Building something from scratch is a completely different muscle. With YongAI, there are no existing processes to optimize because nothing exists yet. Every framework, every offering, every potential client relationship has to be created from zero. This shift from "fixing what's broken" to "building what doesn't exist" requires a different kind of thinking.
In consulting, the hardest question is usually "How do we fix this?" When you're building something new, it's "What should I build?" — and that question has infinite possible answers.
Why Consultants Are Well-Positioned for This
The more I explore the AI space, the more I realize that consulting provides excellent preparation — but not for the reasons you might expect.
We're Used to Ambiguous Problems
Consultants thrive in unclear situations.
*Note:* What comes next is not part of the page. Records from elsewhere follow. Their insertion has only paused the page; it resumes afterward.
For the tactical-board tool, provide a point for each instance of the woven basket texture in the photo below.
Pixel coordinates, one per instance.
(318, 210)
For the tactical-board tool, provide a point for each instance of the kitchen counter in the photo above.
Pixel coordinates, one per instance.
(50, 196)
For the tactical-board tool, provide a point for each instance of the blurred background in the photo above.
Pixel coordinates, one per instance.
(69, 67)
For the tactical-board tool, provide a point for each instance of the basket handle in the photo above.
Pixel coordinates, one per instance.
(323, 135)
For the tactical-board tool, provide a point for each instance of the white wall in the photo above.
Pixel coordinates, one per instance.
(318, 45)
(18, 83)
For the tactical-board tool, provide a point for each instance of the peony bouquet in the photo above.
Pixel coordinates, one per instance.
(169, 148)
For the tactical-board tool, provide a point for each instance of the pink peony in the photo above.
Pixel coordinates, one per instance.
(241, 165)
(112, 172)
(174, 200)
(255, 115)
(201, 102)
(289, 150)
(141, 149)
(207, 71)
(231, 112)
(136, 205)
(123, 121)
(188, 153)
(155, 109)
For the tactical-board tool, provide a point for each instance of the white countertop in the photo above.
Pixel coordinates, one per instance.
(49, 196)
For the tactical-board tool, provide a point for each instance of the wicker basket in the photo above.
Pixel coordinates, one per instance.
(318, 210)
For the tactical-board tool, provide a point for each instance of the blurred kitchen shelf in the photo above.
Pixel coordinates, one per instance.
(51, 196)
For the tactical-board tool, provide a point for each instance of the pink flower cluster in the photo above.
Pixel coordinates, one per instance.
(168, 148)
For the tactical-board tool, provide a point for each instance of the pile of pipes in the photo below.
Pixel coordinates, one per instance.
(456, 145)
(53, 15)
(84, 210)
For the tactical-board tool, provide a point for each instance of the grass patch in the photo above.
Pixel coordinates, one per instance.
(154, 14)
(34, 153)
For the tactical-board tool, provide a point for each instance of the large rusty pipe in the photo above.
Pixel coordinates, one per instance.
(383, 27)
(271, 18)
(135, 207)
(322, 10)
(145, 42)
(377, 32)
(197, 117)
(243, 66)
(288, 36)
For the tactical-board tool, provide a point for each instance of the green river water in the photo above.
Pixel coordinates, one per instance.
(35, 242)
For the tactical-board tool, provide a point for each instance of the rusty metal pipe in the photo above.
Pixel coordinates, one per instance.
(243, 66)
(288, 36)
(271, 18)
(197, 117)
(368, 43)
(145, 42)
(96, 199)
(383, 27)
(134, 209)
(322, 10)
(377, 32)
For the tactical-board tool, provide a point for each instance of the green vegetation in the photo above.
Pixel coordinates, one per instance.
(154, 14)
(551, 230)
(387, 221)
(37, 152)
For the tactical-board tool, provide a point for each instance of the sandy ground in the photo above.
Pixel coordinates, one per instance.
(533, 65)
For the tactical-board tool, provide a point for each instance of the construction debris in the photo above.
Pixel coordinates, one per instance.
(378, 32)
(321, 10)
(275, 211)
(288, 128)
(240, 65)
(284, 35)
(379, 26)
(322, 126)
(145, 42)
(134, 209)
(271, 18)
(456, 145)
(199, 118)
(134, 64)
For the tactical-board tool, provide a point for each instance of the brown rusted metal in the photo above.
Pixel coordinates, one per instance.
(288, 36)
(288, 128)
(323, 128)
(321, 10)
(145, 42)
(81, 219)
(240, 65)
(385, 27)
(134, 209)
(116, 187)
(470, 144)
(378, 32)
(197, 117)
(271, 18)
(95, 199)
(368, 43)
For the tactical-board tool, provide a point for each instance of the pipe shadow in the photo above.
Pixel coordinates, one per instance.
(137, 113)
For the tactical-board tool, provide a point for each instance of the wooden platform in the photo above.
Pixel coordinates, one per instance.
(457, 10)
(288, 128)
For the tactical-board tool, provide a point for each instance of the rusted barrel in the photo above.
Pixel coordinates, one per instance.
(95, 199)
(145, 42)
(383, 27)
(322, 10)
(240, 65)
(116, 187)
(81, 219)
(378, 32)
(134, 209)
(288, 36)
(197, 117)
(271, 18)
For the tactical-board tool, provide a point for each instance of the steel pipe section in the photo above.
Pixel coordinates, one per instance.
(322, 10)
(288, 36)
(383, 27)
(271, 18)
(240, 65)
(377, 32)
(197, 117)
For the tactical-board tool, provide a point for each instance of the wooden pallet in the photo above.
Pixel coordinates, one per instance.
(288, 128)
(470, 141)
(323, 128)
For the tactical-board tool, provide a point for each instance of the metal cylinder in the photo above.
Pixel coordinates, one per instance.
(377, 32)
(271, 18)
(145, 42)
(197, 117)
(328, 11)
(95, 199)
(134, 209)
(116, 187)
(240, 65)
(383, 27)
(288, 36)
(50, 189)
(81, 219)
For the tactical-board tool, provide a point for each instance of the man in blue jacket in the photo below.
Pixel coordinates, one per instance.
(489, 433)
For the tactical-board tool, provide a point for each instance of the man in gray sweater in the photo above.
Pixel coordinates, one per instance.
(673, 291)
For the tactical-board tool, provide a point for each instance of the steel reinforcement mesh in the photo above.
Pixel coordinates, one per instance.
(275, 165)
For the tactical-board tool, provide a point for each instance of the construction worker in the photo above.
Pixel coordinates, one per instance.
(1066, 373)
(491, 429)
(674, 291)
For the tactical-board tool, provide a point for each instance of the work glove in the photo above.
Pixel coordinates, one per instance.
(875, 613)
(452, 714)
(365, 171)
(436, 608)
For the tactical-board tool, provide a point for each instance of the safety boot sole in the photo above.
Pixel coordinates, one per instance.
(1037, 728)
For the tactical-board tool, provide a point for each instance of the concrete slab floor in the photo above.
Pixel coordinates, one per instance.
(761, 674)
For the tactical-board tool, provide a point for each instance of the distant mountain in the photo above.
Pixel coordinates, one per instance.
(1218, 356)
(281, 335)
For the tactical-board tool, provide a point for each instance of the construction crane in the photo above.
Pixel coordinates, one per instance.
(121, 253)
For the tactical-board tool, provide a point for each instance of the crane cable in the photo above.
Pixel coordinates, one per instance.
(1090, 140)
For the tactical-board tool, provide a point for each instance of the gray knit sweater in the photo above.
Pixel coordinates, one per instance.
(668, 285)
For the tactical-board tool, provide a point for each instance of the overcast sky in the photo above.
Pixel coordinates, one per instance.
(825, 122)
Clients rarely come to us saying "Here's exactly what's wrong and exactly how to fix it." They say things like "Our sales are down, our employees seem unhappy, and we're losing market share." We're trained to work backwards from vague problems to specific, actionable solutions.
This skill translates directly to the AI space, where organizations know they "need AI" but have no idea where to start. When someone says "We think we need AI but we're not sure what kind," I don't panic — I grab my trusty framework and start asking clarifying questions. That's just Tuesday for a consultant.
We Know How to Build Trust Quickly
Consultants are professional outsiders. We walk into organizations where we know nobody, understand little about the industry specifics, and somehow need to gain enough trust that executives will listen to our recommendations on massive changes.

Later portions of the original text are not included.